AI Toolkit Plugin: IDE-Native AI Development Workflow

Based on developer needs research (standardized evaluation, execution tracking visibility, low context switching), the research team developed the AI Toolkit plugin specifically for JetBrains IDEs. Its core innovation is integrating the full lifecycle of AI development into the Run/Debug loop, including two main components: AI Agents Debugger (tracking and visualizing agent execution) and AI Evaluation (a unit-test-like evaluation framework).
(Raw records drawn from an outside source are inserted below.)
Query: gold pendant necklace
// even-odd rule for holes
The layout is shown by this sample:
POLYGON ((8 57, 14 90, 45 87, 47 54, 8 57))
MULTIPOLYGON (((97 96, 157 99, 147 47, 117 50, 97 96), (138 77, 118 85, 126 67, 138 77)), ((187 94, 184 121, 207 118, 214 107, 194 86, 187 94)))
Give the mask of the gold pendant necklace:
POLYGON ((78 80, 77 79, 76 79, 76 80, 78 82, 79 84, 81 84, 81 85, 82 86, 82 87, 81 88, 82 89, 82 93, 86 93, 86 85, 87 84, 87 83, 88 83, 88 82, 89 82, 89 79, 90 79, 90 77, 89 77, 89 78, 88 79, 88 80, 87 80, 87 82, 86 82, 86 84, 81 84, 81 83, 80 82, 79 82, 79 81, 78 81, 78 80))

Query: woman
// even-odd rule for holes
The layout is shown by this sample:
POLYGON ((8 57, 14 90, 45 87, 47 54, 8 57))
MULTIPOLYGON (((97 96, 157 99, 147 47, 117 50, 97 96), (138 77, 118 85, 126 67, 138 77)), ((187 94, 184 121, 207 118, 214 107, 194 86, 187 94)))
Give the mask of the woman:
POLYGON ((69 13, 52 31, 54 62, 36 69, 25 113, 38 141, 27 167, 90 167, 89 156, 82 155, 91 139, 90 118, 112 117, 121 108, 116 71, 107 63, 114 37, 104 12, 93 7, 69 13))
The design philosophy respects existing software engineering practices and uses familiar metaphors to reduce learning costs.

4

Section 04

Analysis of AI Toolkit's Core Features

The plugin's core features include: 1. Run-triggered tracking capture: automatically records agent decisions, tool calls, parameters, and intermediate outputs, presented in a hierarchical structure; 2. Real-time hierarchical inspection: interactively view tracking, dive deep into the decision tree layer by layer to quickly locate issues; 3. One-click addition to dataset: save interesting cases (including input, output, and intermediate states) to the evaluation dataset; 4. Unit-test-like evaluation: write use cases to define metrics (supporting from string matching to semantic similarity), perform batch validation, and generate test reports.

5

Section 05

Early Adoption Data: Validating the Plugin's Practical Value

Early adoption data shows positive signals: 1. High conversion rate: developers have a strong willingness to try the tracking feature when prompted actively during runtime; 2. Sustained use: once they start capturing tracking, developers tend to continue using it; 3. Low churn rate: adopters rarely abandon it. These data validate the hypothesis that IDE-native observability reduces the activation energy for AI development.

6

Section 06

Limitations and Future Development Directions

The current plugin has limitations: it mainly supports AI frameworks in the Python ecosystem (such as LangChain, LlamaIndex), and other languages need to be expanded; the performance and experience of large-scale evaluation (hundreds/thousands of use cases) need optimization. Future directions include: expanding framework and language support, enhancing evaluation functions, and exploring team collaboration for sharing datasets and tracking records.

7

Section 07

Conclusion: Implications for Democratization and Engineering of AI Development

AI Toolkit promotes the democratization of AI development: it makes AI feature development manageable, debuggable, and evaluable like traditional software, lowering the barrier to allow more engineers to participate. Implications for AI engineering: tool integration is more effective than independent environments, observability is core, and lowering barriers expands the range of participants. AI should not be exclusive to ML experts but should be a tool for all software engineers.